TASTE PROFILE DATASET
Total listening records: 48,373,586
Unique users: 1,019,318
Unique songs: 384,546
Total play counts: 138,680,243
Average plays per user-song: 2.87
Median plays per user-song: 1

SONGS METADATA DATASET
Total songs with metadata: 10,000
Unique artists: 4,412
Year range: 0 - 2010
Average duration: 238.51 seconds
Average tempo: 122.92 BPM

DATA OVERLAP
Songs in both datasets: 3,675
Percentage of taste profile songs with metadata: 0.96%


## 3. Manual Save (Optional)

If you made changes to the data and want to save it again, run this cell.

In [14]:
# Save both datasets to pickle format (built-in, efficient, preserves data types)
print("Saving datasets to files...")

# Save taste profile data
taste_profile_file = '../data/taste_profile.pkl'
os.makedirs('../data', exist_ok=True)
taste_profile.to_pickle(taste_profile_file)
print(f"✓ Saved taste profile to: {taste_profile_file}")
print(f"  Size: {len(taste_profile):,} rows")

# Save songs metadata
songs_metadata_file = '../data/songs_metadata.pkl'
songs_metadata.to_pickle(songs_metadata_file)
print(f"✓ Saved songs metadata to: {songs_metadata_file}")
print(f"  Size: {len(songs_metadata):,} rows")
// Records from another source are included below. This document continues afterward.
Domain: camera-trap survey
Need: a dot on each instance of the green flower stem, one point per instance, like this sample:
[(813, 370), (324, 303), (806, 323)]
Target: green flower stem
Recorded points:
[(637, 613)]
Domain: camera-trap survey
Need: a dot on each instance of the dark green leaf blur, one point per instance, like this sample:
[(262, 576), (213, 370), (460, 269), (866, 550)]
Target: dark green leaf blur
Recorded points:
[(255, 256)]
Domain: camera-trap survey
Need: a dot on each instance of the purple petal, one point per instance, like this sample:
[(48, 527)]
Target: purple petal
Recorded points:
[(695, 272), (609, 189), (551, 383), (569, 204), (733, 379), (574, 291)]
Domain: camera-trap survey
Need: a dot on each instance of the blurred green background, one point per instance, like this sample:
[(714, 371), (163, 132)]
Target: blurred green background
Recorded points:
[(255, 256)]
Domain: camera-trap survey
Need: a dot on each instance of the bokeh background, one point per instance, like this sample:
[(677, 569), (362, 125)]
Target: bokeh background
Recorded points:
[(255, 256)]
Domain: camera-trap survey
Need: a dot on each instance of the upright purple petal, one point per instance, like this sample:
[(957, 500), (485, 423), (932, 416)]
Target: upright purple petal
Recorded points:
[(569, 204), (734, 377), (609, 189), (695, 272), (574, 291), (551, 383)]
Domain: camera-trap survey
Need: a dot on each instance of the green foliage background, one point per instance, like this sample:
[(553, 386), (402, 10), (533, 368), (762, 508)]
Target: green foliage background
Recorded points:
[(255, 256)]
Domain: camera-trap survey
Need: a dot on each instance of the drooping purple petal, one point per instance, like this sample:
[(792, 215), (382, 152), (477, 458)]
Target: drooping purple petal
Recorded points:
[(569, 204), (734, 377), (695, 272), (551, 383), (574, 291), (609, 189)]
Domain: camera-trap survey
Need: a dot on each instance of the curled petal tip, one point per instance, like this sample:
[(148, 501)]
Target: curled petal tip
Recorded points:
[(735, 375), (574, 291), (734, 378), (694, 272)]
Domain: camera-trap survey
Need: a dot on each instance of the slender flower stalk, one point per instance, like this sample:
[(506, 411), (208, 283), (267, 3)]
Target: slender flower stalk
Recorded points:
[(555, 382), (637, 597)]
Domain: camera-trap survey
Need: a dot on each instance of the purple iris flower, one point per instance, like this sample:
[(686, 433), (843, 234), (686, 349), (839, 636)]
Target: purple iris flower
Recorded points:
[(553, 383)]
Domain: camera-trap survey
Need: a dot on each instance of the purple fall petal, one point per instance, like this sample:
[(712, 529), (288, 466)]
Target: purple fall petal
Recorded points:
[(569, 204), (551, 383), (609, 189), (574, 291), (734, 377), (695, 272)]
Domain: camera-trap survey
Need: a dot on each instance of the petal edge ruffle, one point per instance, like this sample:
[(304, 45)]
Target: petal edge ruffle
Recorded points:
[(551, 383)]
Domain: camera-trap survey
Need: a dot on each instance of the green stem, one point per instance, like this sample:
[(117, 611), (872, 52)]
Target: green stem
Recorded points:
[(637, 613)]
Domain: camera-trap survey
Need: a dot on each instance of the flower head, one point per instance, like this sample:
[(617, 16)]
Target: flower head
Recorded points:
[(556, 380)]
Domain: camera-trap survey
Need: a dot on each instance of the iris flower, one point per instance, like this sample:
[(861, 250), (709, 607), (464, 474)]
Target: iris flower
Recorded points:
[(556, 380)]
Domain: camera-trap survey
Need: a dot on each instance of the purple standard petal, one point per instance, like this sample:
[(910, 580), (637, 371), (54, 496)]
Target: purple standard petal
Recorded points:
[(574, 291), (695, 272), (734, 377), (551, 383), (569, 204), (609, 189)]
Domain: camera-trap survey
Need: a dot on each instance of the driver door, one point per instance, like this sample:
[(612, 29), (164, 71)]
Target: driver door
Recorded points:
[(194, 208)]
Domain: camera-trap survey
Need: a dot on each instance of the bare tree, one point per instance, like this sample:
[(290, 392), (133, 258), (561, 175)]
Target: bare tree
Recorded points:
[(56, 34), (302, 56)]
print("\nData saved successfully! These files can be loaded quickly in future sessions.")

Saving datasets to files...
✓ Saved taste profile to: ../data/taste_profile.pkl
  Size: 48,373,586 rows
✓ Saved songs metadata to: ../data/songs_metadata.pkl
  Size: 10,000 rows

Data saved successfully! These files can be loaded quickly in future sessions.